And she slowly fell in a heap by her dead son’s side.
IN CONCLUSION
Time, the great healer of all sufferings, all sorrows, can do much, but memory clings with a pertinacity which defies all Time’s best efforts. Time may soften the poignancy of deep-rooted sorrow, but it cannot shut out altogether the pain of a mother’s grief at the loss of an only son. In spite of all Hervey’s crimes he was “the only son of his mother, and she was a widow.” The story of his villainies was rigidly kept from her, and so she thought of him only as a prodigal, as a boy to be pitied, as one whose offences must be condoned; she sought for his good points, and, in her sweet motherly heart, saw a wonderful deal in him on which to centre her loving memory, which, had he lived, even she could never have discovered. It is something that erring man has to be humbly grateful for, that women are like this; so full of the patient, enduring love which can see no wrong in the object of their affections.
But Loon Dyke Farm became intolerable to Hephzibah Malling after the ghastly tragedy of her son’s death; and when Robb and Alice saw fit to marry, 342 urged on to that risky experiment by the two older ladies, she insisted upon leasing the place to them on ridiculously easy terms. She would have given it to them only for their steady refusal to accept such a magnificent wedding gift from her.
The old lady was rich enough for her needs and her daughter’s, and, business woman as she was, she was generous to a fault where her affections were concerned. Prudence too was satisfied with any arrangement which would take her away from the farm. Knowing what she knew of her brother, Loon Dyke could never again be her home. So mother and daughter retired to Ainsley, and only once again did they return to their old home on the briefest of visits, and that was to assist at the function of christening the son and heir of the Chillingwoods.

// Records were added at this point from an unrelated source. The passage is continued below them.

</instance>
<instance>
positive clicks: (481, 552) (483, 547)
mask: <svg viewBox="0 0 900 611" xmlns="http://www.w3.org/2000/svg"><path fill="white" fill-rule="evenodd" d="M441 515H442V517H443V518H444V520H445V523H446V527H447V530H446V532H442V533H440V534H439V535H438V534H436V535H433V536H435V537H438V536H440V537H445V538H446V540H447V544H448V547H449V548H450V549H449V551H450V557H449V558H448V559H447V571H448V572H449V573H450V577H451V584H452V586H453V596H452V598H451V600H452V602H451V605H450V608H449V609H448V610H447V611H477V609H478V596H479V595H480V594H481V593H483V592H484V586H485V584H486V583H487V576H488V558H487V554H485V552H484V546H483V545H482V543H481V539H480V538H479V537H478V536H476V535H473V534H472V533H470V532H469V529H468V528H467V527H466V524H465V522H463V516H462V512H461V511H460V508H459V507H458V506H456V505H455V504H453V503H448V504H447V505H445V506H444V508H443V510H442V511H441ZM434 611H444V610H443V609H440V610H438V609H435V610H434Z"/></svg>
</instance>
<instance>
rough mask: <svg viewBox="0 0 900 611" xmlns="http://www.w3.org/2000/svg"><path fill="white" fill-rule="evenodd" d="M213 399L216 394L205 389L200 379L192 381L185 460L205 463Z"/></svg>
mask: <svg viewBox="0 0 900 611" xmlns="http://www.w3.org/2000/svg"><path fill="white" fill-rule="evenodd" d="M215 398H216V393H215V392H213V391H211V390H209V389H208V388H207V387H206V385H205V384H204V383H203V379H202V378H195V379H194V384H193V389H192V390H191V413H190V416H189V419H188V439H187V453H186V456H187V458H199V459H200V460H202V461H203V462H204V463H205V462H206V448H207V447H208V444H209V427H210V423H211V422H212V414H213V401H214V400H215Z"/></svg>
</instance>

Later on Prudence induced her mother to make Winnipeg her home, but though, for her daughter’s sake, she acceded to the request, she was never quite at ease among her new surroundings. Nor was Sarah Gurridge, when she visited her old friend during her holidays, slow to observe this. “My dear,” she told Alice, one day after her summer vacation, “Hephzibah is failing fast. She’s quite old, although she is my junior by two years and three months. An idle life doesn’t suit her; and as for Prudence, she wears fine clothes, and goes out in society all day and most of the night, but she’s that thin and melancholy that you wouldn’t know her for the same child. It’s my opinion that she’s pining––they are both pining. I found a letter from Hamilton when I got back home. It was from George Iredale, and I’m going to answer it at once.”
“And what are you going to say in your reply?” laughed Alice. “I know your matchmaking propensity. So does Robb.”